2018 was a damn terrible year for Comix Experience: Sales were down for the second year in a row – down by 5.7% in the main store on Divisadero St, and down a staggering 16.9% at Outpost.  Eleven of twelve months were down at Divis, 28 of the last 29.  This isn’t the worst two years in our 29 year history – 2009-2010 showed a 15% drop from 2008, and here we are down less than 13%, but I’m also very eager for the bleeding to stop. 

At least the Divis drop is better than last year (where it was 8.5%) Outpost was, as noted, down 16.9% in 2018 – this is one of the reasons I was strongly contemplating shutting down that location when the lease just came up this Christmas, but at the end of the day I wasn’t willing to shut down a comic store (I am stubborn), so we’re set for at least three more years. 

The curve is different at Outpost – it is accelerating (2017 was “only” down 7.29%), but it’s only been 20 of the last 21 months. I don’t think any of this is on my excellent staff, and I don’t think this is part of the “death of retail” narrative: I just think that the three market leaders are doing a shitty job at putting out compelling products overall.  I also think the current President has people in the Bay Area scared and hoarding their nuts.

I’ve been rolling around the lack of good content thing with folks, and it’s clear, minus a new BKV book, nothing is really driving people into stores with urgency. I don’t want to use the “cable tv killed reading” argument, but I do think the sheer massive amount of content (much of its based on comics) coming from all those streaming giants and mini giants is mesmerizing a lot of people these days. TV is all anyone can talk about.

§ And while we’re on the “Hm” topic, ICv2 reported on IDW’s owner lending the company $28 million to make up for some shortfalls. IDW has long had a lot of self-financing but budget shortfalls are not good.

§ Finally something pretty horrible. At last weekend’s Anime Los Angeles show, attendees were allarmed when an alleged stalker set seven cars on fire in the hotel parking lot.

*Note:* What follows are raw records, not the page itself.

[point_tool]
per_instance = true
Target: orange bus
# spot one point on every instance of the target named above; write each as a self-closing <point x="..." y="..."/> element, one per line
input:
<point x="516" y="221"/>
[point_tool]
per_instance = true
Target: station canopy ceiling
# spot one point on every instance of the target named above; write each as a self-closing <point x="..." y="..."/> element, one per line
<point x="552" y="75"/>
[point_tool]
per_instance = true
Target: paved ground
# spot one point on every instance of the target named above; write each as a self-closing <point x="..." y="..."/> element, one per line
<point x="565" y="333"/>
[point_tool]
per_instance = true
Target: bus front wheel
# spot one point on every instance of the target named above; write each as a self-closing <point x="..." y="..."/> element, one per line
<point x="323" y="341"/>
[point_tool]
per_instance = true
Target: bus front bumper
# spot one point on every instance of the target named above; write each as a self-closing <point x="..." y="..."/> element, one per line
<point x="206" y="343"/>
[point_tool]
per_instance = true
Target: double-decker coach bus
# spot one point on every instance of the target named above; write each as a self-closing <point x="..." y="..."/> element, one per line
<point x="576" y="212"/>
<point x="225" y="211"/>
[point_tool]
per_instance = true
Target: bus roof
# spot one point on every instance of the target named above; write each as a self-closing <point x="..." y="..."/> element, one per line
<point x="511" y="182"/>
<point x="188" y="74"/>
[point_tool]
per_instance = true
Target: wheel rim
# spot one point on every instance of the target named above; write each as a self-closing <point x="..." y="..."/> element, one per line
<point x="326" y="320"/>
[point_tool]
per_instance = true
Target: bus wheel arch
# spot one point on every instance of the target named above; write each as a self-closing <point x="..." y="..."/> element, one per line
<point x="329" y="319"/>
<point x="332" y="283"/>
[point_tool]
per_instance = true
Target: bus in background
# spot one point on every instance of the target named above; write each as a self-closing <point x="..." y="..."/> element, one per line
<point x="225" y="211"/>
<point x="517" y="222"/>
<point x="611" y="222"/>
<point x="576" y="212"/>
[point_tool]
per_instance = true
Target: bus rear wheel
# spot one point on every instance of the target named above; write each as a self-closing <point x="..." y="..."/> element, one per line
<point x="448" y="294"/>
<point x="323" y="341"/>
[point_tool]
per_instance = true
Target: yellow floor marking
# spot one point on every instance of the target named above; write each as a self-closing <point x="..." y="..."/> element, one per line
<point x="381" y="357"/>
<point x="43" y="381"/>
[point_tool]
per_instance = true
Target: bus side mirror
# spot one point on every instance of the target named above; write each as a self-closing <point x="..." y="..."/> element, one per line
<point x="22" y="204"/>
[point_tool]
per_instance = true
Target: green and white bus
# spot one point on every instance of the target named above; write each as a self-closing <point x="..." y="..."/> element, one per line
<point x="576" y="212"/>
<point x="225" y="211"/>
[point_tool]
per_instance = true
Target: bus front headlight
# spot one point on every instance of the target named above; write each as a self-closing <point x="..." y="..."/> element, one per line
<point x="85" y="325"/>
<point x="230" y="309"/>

A suspected arson attack, allegedly carried out by an “obsessed stalker”, has torched seven cars in the parking lot of a hotel where Anime Los Angeles attendees have been staying over the weekend. The incident took place early on Sunday morning, just before 2am. The night manager of the Azure Hotel & Suites in Ontario, California told ABC News that surveillance footage “showed a man walk up to the main vehicle, pour two cans of gasoline all over it and then [flick] a match on it”.   That car belonged to cosplayer Julia Moreno Jenkins, who says her vehicle was “targeted and set on fire by an obsessed stalker”. Once it was in flames, the fire then spread to nearby cars. As a precaution, the hotel was evacuated.

 

 

1 COMMENT

  1. “The image sparked an outcry from booksellers on social media, who said it confirmed their widely held suspicion that large retailers violate strict-on-sale dates because publishers do not hold them to the same standards for breaking the terms of their sales contracts.”

    I’m shocked this is just a new thing for indie booksellers now. I worked at an music/DVD retailer for years and it happened with big boxes all the time that they would break street date. There was reporting number to call and everything, and whenever it happened, we almost immediately were able to sell the thing that broke street date. The punishment was supposed to be that big box branch not getting their new releases before new release day, but that never happened from what I saw.